The fellas overseeing the reconstruction of the old building and its transformation into a place where a guy can just show up and get a beer know this is a special project. In fact, though it is a “job” for them, it’s turned into a labor of love.
“I couldn’t be happier than I am working on a place like this, a legendary place,” says Randall Griffith, one of the general contractors and project managers who also was keyboard man for 1980s country band Dixiana.
“Music and Nashville is in my blood,” adds his colleague in this effort, Jan Greene.
Randall, from Harrison Group LLC, is a musician and prolific music producer who spends much of his time building studios, like his own up in Gallatin and the one he recently finished for the Marshall Tucker Band down in Spartanburg, South Carolina.
Jan is the son of late Grand Ole Opry legend Jack Greene, perhaps best known for “There Goes My Everything,” which helped propel him to the 1967 Country Music Association Male Vocalist of the Year honor. The Jolly Greene Giant – so-called because of his 6-3 height and deep voice – was also known for his duets with Jeannie Seely.
In fact, in addition to seeing him at the Opry, I ran across Jack in person as he was an opener at an “Outlaws” show – headlined by Willie Nelson, but with Waylon, Cash, June, Charlie Daniels Band in the 1970s at Austin Peay’s Winfield Dunn Center in Clarksville. A pretty nice guy, Jack also frequented a short-lived “Little Ole Opry” weekly showcase in a dressed-up warehouse behind the Maddox family’s Pal’s Package Store in Clarksville.
The Jolly Greene Giant’s son Jan also is a picker and singer … especially after a couple of beers, he jokes … in addition to his contracting career with Greene Restorations, from which he helps resurrect historic buildings.
“I been up and down these streets all my life,” recalls Jan, one of five children from the 1955-73 marriage of Jack and Barbara Ann Greene. “I was born into the music business.”
But he never visited Bobby’s in its prior incarnations. “It would have been my kind of bar, which makes this job more enjoyable,” he says. “Hard to believe this (Bobby’s) was the only live music venue on Music Row.”

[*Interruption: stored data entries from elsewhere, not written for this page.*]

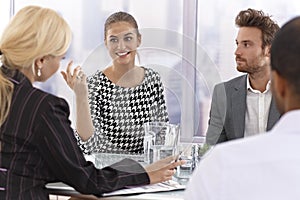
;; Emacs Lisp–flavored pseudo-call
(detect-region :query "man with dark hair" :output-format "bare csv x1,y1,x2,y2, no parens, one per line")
185,16,300,200
206,8,281,145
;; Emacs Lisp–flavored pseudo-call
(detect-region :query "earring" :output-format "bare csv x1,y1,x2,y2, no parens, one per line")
37,68,41,77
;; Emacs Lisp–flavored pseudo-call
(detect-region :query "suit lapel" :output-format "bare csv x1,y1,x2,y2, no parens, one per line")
267,97,281,130
231,76,247,138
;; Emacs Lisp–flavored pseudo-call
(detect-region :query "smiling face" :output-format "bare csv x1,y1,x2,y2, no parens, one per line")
234,27,270,74
105,21,141,67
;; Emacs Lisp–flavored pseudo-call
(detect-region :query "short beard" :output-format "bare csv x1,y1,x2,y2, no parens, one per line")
236,66,247,73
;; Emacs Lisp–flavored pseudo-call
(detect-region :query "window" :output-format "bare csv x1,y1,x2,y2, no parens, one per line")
6,0,300,143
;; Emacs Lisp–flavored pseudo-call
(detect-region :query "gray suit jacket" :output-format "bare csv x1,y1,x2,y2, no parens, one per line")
206,75,281,145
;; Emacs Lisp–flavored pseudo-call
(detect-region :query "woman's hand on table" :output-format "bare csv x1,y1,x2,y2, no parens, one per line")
144,156,185,184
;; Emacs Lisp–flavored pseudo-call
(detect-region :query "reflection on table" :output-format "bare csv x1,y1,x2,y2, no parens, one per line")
47,181,185,200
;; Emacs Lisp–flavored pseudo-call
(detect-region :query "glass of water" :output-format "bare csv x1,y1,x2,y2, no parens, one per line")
174,143,200,184
143,122,180,164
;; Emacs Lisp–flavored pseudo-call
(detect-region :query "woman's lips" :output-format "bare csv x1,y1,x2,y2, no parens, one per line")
116,51,130,57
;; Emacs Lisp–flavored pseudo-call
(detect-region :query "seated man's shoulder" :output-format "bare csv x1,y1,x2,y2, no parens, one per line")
214,75,247,92
225,74,246,85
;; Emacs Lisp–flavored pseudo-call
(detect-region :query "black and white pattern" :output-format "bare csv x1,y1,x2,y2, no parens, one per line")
76,67,169,154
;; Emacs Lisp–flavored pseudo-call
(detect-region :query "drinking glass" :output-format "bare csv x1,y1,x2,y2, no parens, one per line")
174,143,201,184
143,122,180,164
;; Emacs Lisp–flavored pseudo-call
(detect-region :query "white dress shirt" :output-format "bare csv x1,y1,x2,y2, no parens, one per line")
244,76,272,137
185,110,300,200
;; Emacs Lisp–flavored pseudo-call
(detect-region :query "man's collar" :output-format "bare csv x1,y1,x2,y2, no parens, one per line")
246,74,271,93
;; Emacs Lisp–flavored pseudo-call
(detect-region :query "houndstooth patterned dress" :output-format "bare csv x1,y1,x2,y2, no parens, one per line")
75,67,169,154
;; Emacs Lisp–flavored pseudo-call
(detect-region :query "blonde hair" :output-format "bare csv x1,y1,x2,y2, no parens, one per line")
0,5,72,125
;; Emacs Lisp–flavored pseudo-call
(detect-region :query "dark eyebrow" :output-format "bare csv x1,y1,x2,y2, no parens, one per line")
109,32,133,38
241,40,251,43
236,40,252,44
124,32,134,36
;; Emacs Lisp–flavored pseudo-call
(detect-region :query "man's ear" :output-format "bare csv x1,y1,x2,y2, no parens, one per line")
264,45,271,57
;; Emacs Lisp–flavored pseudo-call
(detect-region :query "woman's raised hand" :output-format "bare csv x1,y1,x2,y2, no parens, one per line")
61,61,88,96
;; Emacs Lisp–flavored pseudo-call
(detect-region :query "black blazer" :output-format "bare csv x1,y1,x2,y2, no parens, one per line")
206,75,281,145
0,69,149,199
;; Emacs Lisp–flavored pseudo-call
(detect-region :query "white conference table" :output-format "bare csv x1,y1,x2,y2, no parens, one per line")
47,153,187,200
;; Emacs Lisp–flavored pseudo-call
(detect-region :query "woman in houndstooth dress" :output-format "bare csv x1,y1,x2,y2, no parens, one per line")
63,11,169,154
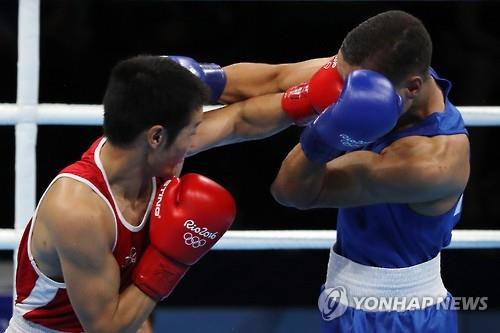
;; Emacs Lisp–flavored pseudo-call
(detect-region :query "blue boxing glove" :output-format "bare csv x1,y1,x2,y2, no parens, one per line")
164,55,226,103
300,69,403,163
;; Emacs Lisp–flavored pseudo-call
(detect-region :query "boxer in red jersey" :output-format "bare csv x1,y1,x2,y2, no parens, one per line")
6,54,336,333
8,57,236,333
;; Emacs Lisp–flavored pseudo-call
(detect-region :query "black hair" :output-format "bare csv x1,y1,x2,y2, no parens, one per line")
340,10,432,85
103,55,208,147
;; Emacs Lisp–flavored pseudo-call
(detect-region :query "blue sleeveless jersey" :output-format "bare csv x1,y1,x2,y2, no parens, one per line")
335,69,469,268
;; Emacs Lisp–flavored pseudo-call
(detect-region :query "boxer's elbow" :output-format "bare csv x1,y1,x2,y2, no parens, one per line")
270,180,315,210
86,322,136,333
270,181,289,207
84,313,141,333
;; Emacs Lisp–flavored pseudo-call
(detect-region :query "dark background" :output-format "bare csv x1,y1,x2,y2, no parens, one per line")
1,0,500,310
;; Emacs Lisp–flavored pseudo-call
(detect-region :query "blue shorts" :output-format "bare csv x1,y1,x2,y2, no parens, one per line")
319,293,458,333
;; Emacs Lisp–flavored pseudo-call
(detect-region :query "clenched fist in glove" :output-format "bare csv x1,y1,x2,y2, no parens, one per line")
133,173,236,301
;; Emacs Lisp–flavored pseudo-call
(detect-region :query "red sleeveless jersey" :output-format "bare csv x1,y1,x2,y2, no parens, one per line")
11,137,156,332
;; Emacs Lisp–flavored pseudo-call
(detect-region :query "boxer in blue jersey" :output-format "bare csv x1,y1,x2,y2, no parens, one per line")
166,10,469,332
271,11,469,333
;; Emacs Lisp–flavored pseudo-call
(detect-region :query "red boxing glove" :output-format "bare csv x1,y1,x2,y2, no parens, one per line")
309,55,344,113
133,173,236,301
281,82,314,126
281,56,344,126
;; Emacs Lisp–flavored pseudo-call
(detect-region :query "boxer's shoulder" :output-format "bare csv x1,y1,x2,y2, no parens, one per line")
30,176,116,280
382,134,469,163
379,134,469,212
38,177,115,249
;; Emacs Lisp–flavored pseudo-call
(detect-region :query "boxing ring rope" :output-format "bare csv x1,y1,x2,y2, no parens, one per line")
1,104,500,126
2,0,500,255
1,228,500,251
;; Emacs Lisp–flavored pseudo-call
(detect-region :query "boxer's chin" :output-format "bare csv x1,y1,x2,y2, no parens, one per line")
159,159,185,179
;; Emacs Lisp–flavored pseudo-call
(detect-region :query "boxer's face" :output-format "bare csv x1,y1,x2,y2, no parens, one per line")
335,51,360,82
336,50,424,115
148,107,203,178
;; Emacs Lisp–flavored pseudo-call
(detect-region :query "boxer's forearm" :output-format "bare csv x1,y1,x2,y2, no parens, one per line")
137,318,154,333
75,283,155,333
221,57,332,104
271,144,327,209
189,93,293,155
101,286,156,333
230,93,293,141
221,62,288,103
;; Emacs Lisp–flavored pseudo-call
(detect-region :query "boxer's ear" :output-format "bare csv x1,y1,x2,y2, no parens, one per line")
147,125,167,149
402,76,423,100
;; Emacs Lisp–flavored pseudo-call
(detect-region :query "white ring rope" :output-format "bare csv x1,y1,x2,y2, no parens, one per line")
211,229,500,250
0,104,224,125
1,229,500,250
0,104,499,126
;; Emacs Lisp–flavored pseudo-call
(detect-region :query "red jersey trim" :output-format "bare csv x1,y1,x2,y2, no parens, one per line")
93,138,156,233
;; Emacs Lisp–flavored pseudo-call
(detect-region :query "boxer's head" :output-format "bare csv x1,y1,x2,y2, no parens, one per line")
338,10,432,112
103,55,208,177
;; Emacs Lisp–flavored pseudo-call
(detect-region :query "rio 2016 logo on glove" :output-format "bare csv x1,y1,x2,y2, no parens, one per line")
183,232,207,248
339,133,371,149
183,219,218,240
322,55,338,70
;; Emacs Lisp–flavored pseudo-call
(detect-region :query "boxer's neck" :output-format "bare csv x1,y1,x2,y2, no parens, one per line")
395,77,445,131
412,76,445,118
99,140,152,202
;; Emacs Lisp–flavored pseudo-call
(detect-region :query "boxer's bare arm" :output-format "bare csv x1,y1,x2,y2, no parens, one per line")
137,318,153,333
221,56,333,104
188,93,292,155
271,135,469,215
42,179,155,333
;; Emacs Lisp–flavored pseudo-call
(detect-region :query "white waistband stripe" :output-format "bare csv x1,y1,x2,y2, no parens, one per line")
325,249,448,311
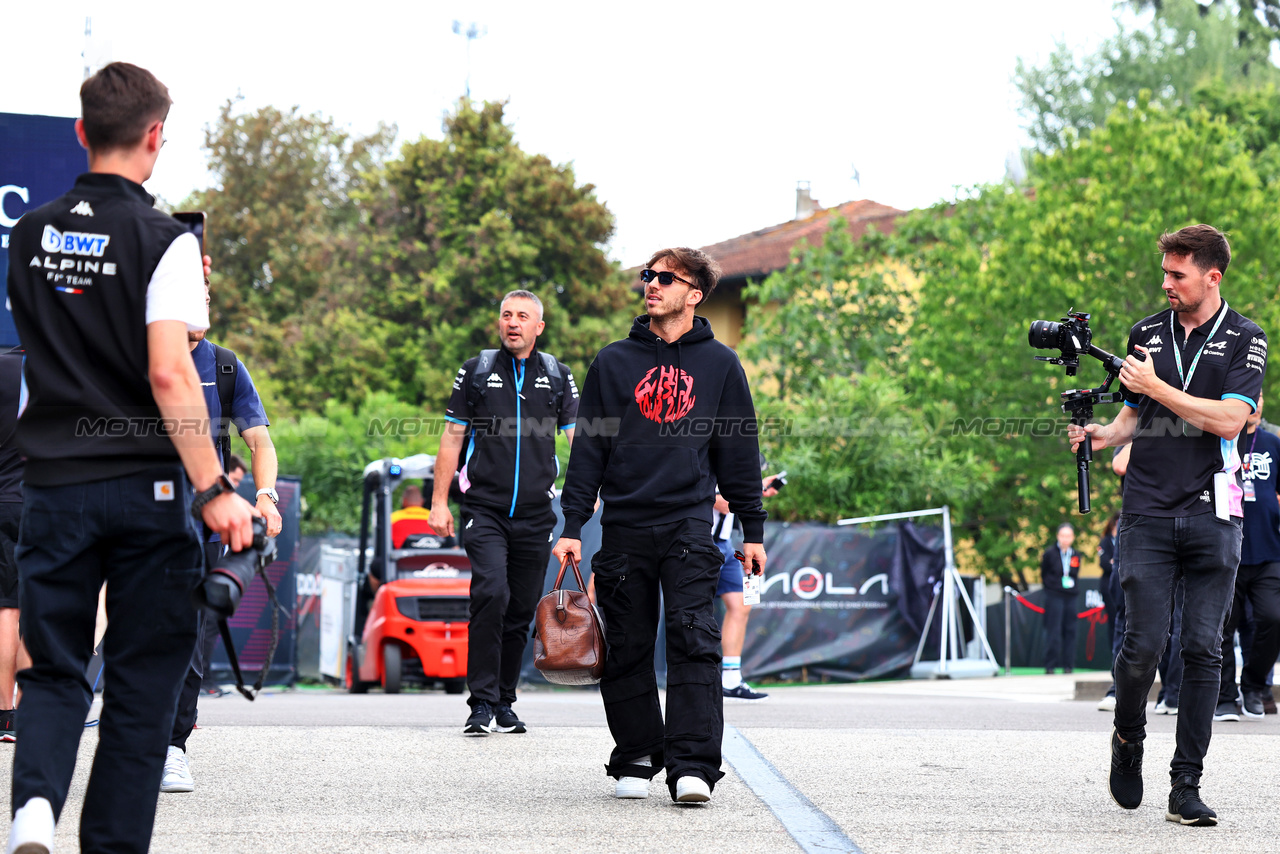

Both men say folks stop in regularly to check on their progress.
“I had one who said ‘I haven’t had a drink since they shut down,’” says Randall. “Hopefully, he won’t have too much longer to wait.”
The men, longtime friends, are teaming up on this project out of enthusiasm as much as professionalism.
“I jumped at the chance to be a part of it,” Jan says.
They attribute a part of their dedication to the two young people who are their bosses in this project.
“We are so thrilled to see their enthusiasm to take on this project and carry on this legendary place,” Jan says of Josh and Carolyn.
Carolyn, who refers to the two men as “The Dream Team,” stands inside the building, watching the progress as the HVAC system is being installed.
Soon will come the rest of the framing and finishing. And the original Idle Hour bar will be rolled out of the shipping container and set up along the right side of the interior.
“We want it to be Bobby’s for people who loved Bobby’s,” she says. “It’s not a fancy cocktail bar. It’s a dive bar. I just love a good dive bar.”
Carolyn figures the bar will help shape her life forever, and the opportunity came at just the right time.
“I was someone in my late 20s, really confused about life,” she says. “I was still trying to figure out what I wanted to do when I grew up.
“I love bartending, but I didn’t want to do that forever, I didn’t want to be 50 and slinging beer behind the bar for tips.
“I wanted something better than that for myself. I wanted to be able to look back on myself and be proud.”
Her green eyes gleam with that pride. “I really can’t wait to see what happens,” she says.
“We’re gonna make it a cool place for everyone to be.”